Deputies are required to be trained annually with the assault rifle.
“We’re required to requalify once a year, and we try to train more often than just that one time. We have have our own firing range they can use anytime they want,” Chennault said.
During a Sept. 5 TDP Saturday Forum on Facebook, readers were asked if reform is needed in police departments, and whether “private militias” should be interfering with police operations, or if officers are capable of handling volatile situations themselves.
Ryan Cannonie said private militias shouldn’t be tolerated.
“I believe most officers are doing this for the right reasons,” Cannonie said. “That said, every little town doesn’t need military hardware and officers need more accountability.”
While Cannonie said Tahlequah does have more transparency than agencies in other areas around the country, he would like to see more officers involved downtown, as opposed to driving around all day in their patrol vehicles.
“The bike program was a good start, but one solution to the national problem is to give officers ownership in the communities, and help communities have connections with their law enforcement,” he said.
Susan Feller believes reform is needed and that officers who are racist need to be removed from the force.
“I believe racist cops are in the minority, but they are hurting the mission of law enforcement to protect and serve,” Feller said. “The militarization of law enforcement has made some think the public — especially those of color — are enemy combatants.”
Chennault said the death of George Floyd, who was killed after Minneapolis Police Officer Derek Chauvin knelt on his neck for nearly nine minutes, is a legitimate cause for outrage.
“[Chauvin’s] actions went against what I know to be a police officer’s training, and I know that is something the CCSO does not condone,” Chennault said. “I do have a hard time wanting to retrain every single officer in the U.S. because of what he did.
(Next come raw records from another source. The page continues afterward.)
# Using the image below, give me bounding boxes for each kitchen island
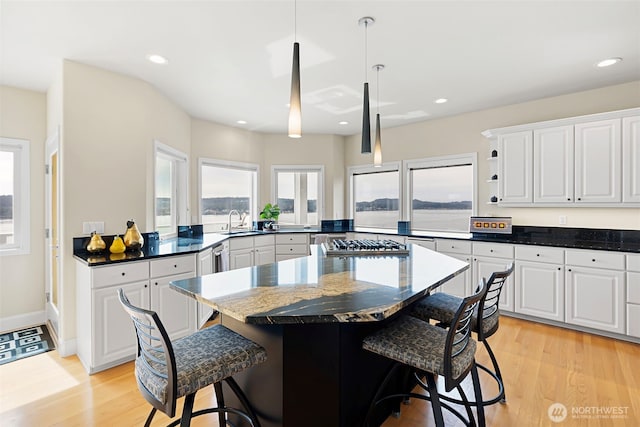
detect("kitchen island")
[170,244,468,427]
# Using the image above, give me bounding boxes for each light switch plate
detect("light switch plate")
[82,221,105,234]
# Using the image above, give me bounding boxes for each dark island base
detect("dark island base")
[221,316,408,427]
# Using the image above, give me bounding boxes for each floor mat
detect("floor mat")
[0,325,55,366]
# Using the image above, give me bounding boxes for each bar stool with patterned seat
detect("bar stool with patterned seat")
[362,279,488,427]
[411,262,514,407]
[118,288,267,427]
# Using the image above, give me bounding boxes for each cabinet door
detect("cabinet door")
[534,125,574,203]
[622,115,640,203]
[197,249,215,328]
[473,257,514,312]
[575,118,621,203]
[498,131,533,203]
[230,248,254,270]
[151,272,197,340]
[254,245,276,266]
[94,281,149,366]
[515,261,564,321]
[565,266,625,333]
[438,253,472,298]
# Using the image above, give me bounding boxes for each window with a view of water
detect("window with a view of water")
[273,166,322,226]
[154,142,187,238]
[407,155,475,233]
[352,167,400,229]
[0,137,29,255]
[200,160,258,232]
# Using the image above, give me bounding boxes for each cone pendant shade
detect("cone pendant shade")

I’m sure there is reform that’s needed, but no one has explained to me what that reform is.”
As for private militias, Chennault said he’s never been in a situation where that “help” has been offered or sought by authorities.
“I could see where they may be overwhelmed and they just allowed the guys to help. I doubt it was a scenario where they called on them to help,” he said. “I don’t know of any situations here that we have had to ask for a group to come in and help us, outside of law enforcement officers.”
Thunderbird Wilson believes the “so-called militias” are unregulated and have individuals who hold personal bias. Wilson said a well-regulated militia would be recognized by the state, just as the National Guard is, and wouldn’t be used to suppress state citizens' rights.
“Only way to know if a militia is up to constitutionally required par is when a state is being subverted, or under any threat by the federal government, under any administration,” Wilson said.
For the year 2020, the sheriff's office has logged eight Taser usages by seven different deputies, and one deputy deployed a Taser twice.
“It broke down to two Native American men, five White men, and one dog. Of those Tased, six were felony arrests, one occurred when we were assisting the Tahlequah Police Department, and one was a misdemeanor arrest," Chennault said.
What you said
The Daily Press asked readers on its website if area law enforcement offices should be reformed so that lethal force — like guns or chokeholds — are only used as last resorts, or not at all. Fifty-eight percent of respondents "strongly agreed" that reform is needed. Twenty-five percent "strongly disagreed" that reform is needed. Another 14 percent "somewhat agreed" reform is needed, and 2 percent "somewhat agreed" that reform is needed.